Please no Linux. It still sucks donkey balls even in 2021. Simple things still need terminal scripts. Nvidia drivers are busted for the most part.
I want to test the latest things in the VM, I'll stay on Dev but just leaving it like that without logged in to Insider will stay on Dev right?
Or just don't install/upgrade to Windows 11 if you don't meet the minimum requirements (which are known since last June). Windows 10 will still be actively supported until 2025 (at least).
Yeah, they've made it pretty clear that people shouldn't use Windows 11 unless they meet the hardware requirements. Just because we can find bypasses to sneak around their velvet rope security doesn't mean that they can't up their game. They still haven't shown their hand with activation. If they tie activation into needing TPM, even digital entitlement, that would put a lot of potential bypass folks off. I'm not saying they will. I'm just suggesting they could as an effective way of pushing the need for TPM adoption. If they really wanted people to have these chips, they could start now and just wait until Win10 support died off. Eventually people would give up trying to out-wait MS. Many would try to switch to Linux, but since MS doesn't have any serious competition, most would give up and just use the newer software. I would probably be one of them. I'd wait it out for a few years to make sure there is no serious privacy concerns and then go along with it like everyone else.

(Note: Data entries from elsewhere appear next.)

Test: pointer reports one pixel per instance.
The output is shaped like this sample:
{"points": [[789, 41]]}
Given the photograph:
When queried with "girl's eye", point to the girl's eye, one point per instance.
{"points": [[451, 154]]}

Yes, it was for XP Embedded POSReady (April 2019) But afaik many, many banking systems, postal computers and sport centers still recieve updates for XP, by "simply" paying M$ for "premium" extended support.

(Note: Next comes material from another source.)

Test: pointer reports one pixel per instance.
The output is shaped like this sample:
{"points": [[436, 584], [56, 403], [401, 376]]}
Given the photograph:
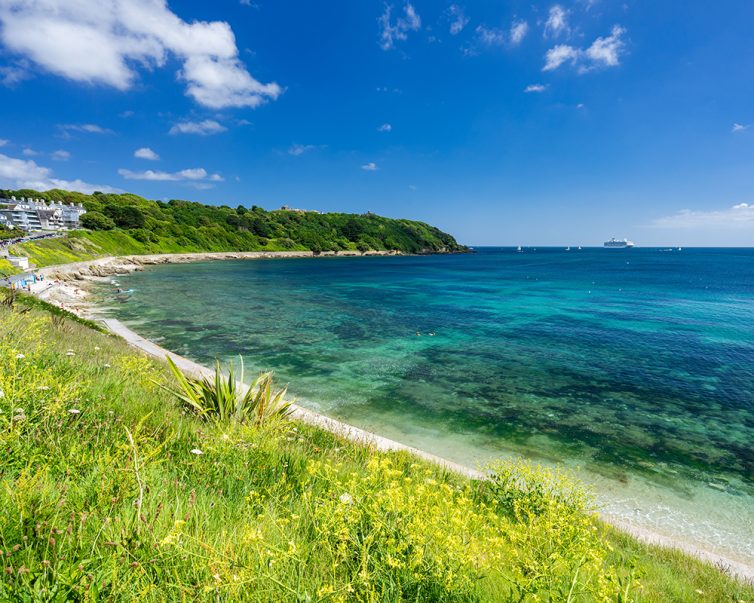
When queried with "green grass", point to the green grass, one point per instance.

ACTIVATION AND KEYS Normally with previous new versions at this stage of the release there would be a lot of talk on potential keys and how they will activate the operating system, and getting the time bomb on pre-releases removed. Yet its deadly silent. All on minimum requirements instead. All I can guess its either M$ has a new cunning plan on this, ---- OR ------ M$ has finally realised its a losing game and sticking with the tried and true W10 activation.
What keys? It still is the same as with 10. Can't remember when there was a key discussion on MDL, other than the generic ones.

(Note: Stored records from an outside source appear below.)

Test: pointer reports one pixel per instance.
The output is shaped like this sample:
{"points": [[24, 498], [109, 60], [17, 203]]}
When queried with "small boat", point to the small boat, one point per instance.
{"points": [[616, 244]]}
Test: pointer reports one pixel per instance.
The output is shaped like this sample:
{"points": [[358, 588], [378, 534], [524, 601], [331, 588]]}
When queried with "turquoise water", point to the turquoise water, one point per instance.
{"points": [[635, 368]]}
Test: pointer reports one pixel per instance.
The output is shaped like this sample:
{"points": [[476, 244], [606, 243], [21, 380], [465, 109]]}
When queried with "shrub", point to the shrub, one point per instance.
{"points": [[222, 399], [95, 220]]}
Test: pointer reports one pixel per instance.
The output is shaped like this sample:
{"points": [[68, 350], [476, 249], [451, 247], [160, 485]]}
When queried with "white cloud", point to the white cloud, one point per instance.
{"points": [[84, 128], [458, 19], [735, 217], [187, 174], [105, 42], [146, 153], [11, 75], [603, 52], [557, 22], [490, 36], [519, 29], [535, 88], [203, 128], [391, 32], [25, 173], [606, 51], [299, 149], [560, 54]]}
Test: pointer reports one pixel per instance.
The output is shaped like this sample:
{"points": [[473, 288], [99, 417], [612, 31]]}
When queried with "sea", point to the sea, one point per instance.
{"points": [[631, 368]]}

yeh thats the point. Everything is centered around Windows 10, activation and keys they are using. All the talk a month out from Windows 10 release was getting around the specific computer based activation (UEFI) and with what keys. this time round, NOT A PEEP released about activation and how they are going to do it. ---- to me just weirde.
I mean I've had 11 running on my 2011 era netbook on a crappy 1.6Ghz Intel Atom 24 hours a day for several days straight. If they want to claim that can't run it just perfectly well and deny updates... Okay. I'll keep running it and update it myself. It works for me, I don't need their "official support" apparently.